Multi-Language Workflow Orchestration with Haiku Filtering in LangGraph
Research in a single language misses regional perspectives, non-English academic literature, and cultural variations. But running research workflows across 10 languages is expensive. This pattern shows how to use cheap pre-filtering to cut costs by 60% or more while capturing cross-cultural insights.
The Problem
When researching topics with global relevance:
- Coverage gaps: English-only research misses non-English expertise.
- Cost explosion: Running full research in 10 languages is expensive.
- Synthesis challenges: Combining findings from multiple languages requires structure.
- Relevance uncertainty: Not every language has meaningful content for every topic.
The Solution: Haiku Pre-Filtering with Two-Document Output
The pattern has three phases:
- Haiku relevance filtering: Use a cheap model to determine which languages have meaningful content.
- Parallel research: Run workflows only for relevant languages using
Send(). - Two-document synthesis: Produce both a comparative analysis and an integrated synthesis.
flowchart LR START --> S[select_languages] S --> D[dispatch_relevance] D --> |Send × N| C[check_relevance] C --> F[filter_relevant] F --> R[dispatch_research] R --> |Send × M| L[research_language] L --> A[comparative_analysis] A --> SY[synthesize] SY --> END
Implementation
Pydantic Models for Structured Output
Using with_structured_output() instead of manual JSON parsing ensures reliable LLM responses:
class RelevanceAssessment(BaseModel):
"""Haiku-powered relevance decision for a language."""
has_meaningful_discussion: bool = Field(
description="True if this language likely has valuable unique content"
)
confidence: float = Field(
description="Confidence score: 1.0=certain, 0.5=uncertain",
ge=0.0,
le=1.0,
)
suggested_depth: SearchDepth = Field(
description="Recommended search depth based on expected value"
)State with Reducers for Parallel Writes
LangGraph requires reducers for any state field written by parallel workers:
class MultiLangState(TypedDict):
input: MultiLangInput
# Reducer for parallel relevance checks
relevance_results: Annotated[list[dict], add]
# Reducer for parallel research workers
language_results: Annotated[list[LanguageResult], add]
# Reducer for error accumulation
errors: Annotated[list[dict], add]Haiku Relevance Filtering
Use a cheap model to filter before expensive operations:
RELEVANCE_CHECK_PROMPT = """<instructions>
Determine if the given language has meaningful unique content for the topic.
Consider:
1. Is this language spoken in regions with expertise on this topic?
2. Are there likely academic/professional discussions in this language?
3. Would this language add unique perspectives not covered in English?
</instructions>
<language>{language_name}</language>
<topic>{topic}</topic>
"""
async def check_language_relevance(state: dict) -> dict[str, Any]:
llm = get_llm("haiku", max_tokens=200)
llm_with_schema = llm.with_structured_output(RelevanceAssessment)
result = await llm_with_schema.ainvoke([{"role": "user", "content": prompt}])
return {
"relevance_results": [{
"language": language,
"relevant": result.has_meaningful_discussion,
"depth": result.suggested_depth.value,
}]
}Parallel Dispatch with Send()
Use LangGraph’s Send() for parallel fan-out instead of manual index iteration:
async def dispatch_relevance_checks(state: MultiLangState) -> list[Send]:
"""Fan-out to parallel relevance checks."""
topic = state["input"]["topic"]
return [
Send("check_language_relevance", {"language": lang, "topic": topic})

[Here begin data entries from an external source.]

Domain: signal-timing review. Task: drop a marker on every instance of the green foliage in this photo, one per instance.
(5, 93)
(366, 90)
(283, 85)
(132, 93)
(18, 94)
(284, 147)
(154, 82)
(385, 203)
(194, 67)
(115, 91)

for lang in state["target_languages"]
]This is faster and cleaner than looping with an index counter.
Two-Document Output
The pattern produces two complementary documents:
- Comparative analysis (Sonnet 1M): Identifies cross-language patterns, consensus, and differences.
- Integrated synthesis: Combines findings into a unified report.
class ComparativeAnalysis(BaseModel):
commonalities: str = Field(description="Universal themes across languages")
differences: str = Field(description="Regional variations by theme")
unique_contributions: dict[str, str] = Field(
description="What each language uniquely adds"
)
coverage_gaps: str = Field(description="What English-only research misses")Why This Approach Works
- Cost optimization: Haiku filtering costs pennies. Skipping irrelevant languages saves dollars.
- Parallel execution:
Send()runs relevance checks and research concurrently. - Structured synthesis: Two-document output captures both patterns and integration.
- Graceful degradation: Errors in one language don’t block others.
Cost Comparison
For a 10-language topic where only four languages have meaningful content:
| Approach | Languages Researched | Estimated Cost |
|---|---|---|
| Research all | 10 | $15-30 |
| Haiku filter first | 4 | $6-12 |
The filtering step costs less than $0.10 and saves 60% or more.
Trade-offs
- Duration: Sequential checkpointing adds overhead for long runs.
- Complexity: More state management than single-language workflows.
- Filter accuracy: Haiku may occasionally miss relevant languages.